The twins’ faces expressed blank amazement.

“Pay? For a friend? Well, you are queer, Helen!”

“Oh, don’t be horrid and difficult!” Helen begged. “Don’t you see that’s the only thing that makes it possible even for me to speak of it? We must pay for him somewhere: if we can’t find the sort of place we want we’ll probably have to send him to some boarding-house in the hills with a governess that we don’t know anything about—a horrible arrangement, and as far as payment goes it would cost ever so much more. But to send him to you people would be just ideal for us: Mother would know that Mrs. Weston would mother the little chap, and Mr. Weston would keep him straightened up, and you two could teach him—you’re going to teach Billy, and you might just as well have another pupil. Mother would go off to Colombo feeling as if she hadn’t a care in the world if Rex were at your place!”

“Well, we’d love to have him,” said Jean. “But—to be paid——”

“You were saying only last night how you wanted to earn money,” Helen interrupted. “Well, does it matter from whom you earn it? If you were trained nurses, do you mean to say you would only go to strangers? I think it’s just splendid if we can manage to help each other, and make things simpler all round.”

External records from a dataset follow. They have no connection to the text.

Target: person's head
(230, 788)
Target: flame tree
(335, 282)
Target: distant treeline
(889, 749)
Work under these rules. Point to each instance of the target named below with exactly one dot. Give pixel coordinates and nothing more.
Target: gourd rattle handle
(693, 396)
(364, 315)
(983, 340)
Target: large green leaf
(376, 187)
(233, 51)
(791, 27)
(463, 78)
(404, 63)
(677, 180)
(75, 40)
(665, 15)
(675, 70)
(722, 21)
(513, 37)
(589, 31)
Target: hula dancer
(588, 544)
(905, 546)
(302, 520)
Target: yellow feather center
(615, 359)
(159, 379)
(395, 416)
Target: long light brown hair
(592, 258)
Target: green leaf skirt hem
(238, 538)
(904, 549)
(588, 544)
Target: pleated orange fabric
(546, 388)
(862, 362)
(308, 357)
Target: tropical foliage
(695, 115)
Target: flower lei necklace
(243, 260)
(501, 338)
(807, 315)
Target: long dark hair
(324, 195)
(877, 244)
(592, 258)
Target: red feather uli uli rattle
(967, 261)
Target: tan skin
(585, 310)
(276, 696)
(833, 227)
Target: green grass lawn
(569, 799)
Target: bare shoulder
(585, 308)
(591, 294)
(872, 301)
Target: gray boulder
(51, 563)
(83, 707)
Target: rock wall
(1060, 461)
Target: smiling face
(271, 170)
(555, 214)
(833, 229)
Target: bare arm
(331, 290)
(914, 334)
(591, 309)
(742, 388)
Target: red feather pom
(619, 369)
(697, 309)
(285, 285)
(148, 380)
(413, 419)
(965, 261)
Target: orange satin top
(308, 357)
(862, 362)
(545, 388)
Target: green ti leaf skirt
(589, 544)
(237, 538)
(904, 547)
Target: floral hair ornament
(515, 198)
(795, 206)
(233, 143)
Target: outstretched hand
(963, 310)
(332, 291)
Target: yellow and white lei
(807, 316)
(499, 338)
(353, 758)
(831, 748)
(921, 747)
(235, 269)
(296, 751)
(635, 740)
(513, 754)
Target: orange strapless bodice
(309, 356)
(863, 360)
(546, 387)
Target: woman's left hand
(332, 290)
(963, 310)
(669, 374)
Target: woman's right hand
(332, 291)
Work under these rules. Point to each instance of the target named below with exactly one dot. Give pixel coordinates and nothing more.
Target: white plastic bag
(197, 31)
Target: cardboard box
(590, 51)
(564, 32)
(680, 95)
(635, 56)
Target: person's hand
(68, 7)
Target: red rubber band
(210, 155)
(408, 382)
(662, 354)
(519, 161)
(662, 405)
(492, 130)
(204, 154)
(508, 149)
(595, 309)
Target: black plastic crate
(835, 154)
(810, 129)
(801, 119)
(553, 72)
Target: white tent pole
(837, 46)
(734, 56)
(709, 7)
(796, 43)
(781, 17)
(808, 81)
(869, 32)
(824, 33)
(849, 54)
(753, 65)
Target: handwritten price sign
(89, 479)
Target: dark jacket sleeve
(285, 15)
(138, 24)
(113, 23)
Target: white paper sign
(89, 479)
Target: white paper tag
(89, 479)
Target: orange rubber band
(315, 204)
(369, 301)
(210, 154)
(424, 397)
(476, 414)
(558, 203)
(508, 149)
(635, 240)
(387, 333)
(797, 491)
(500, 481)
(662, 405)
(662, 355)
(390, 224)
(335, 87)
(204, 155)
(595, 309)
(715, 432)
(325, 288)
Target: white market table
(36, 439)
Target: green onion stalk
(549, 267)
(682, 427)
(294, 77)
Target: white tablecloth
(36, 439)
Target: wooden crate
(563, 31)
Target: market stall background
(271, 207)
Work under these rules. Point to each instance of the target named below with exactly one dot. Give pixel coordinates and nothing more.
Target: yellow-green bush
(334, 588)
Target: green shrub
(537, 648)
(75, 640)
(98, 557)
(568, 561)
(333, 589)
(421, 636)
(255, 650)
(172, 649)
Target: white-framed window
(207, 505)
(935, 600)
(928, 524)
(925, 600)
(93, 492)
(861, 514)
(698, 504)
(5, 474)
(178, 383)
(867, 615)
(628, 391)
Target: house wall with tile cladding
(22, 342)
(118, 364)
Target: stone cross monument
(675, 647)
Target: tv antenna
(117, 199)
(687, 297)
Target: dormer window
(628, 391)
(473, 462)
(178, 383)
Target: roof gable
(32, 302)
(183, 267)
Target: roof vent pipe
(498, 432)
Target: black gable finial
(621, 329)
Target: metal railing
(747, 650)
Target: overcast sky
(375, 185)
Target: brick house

She glared triumphantly upon the twins, who sat in puzzled silence. She was Captain, and her words sounded very like sense: but all their instincts of hospitality and friendship were at war with her proposal.

“Think!” said the artful one. “You needn’t even ask your father and mother—they’d never turn us down, once you’d made the arrangement. Such a chance for you to help them—to say nothing of us! Why, it would mean that you could keep old Sarah—and think what a difference that would make! Even if you aren’t sixteen you can manage it.”

The twins drew a long breath. It was a dazzling prospect. Hard times with Sarah seemed only a circumstance to hard times without that rock of defence.

“I wonder—I wonder if Father would be awfully wild!” Jo pondered.

“Not he—once it was done. Your father has too much sense: how do you think he feels about parting Mrs. Weston from Sarah?”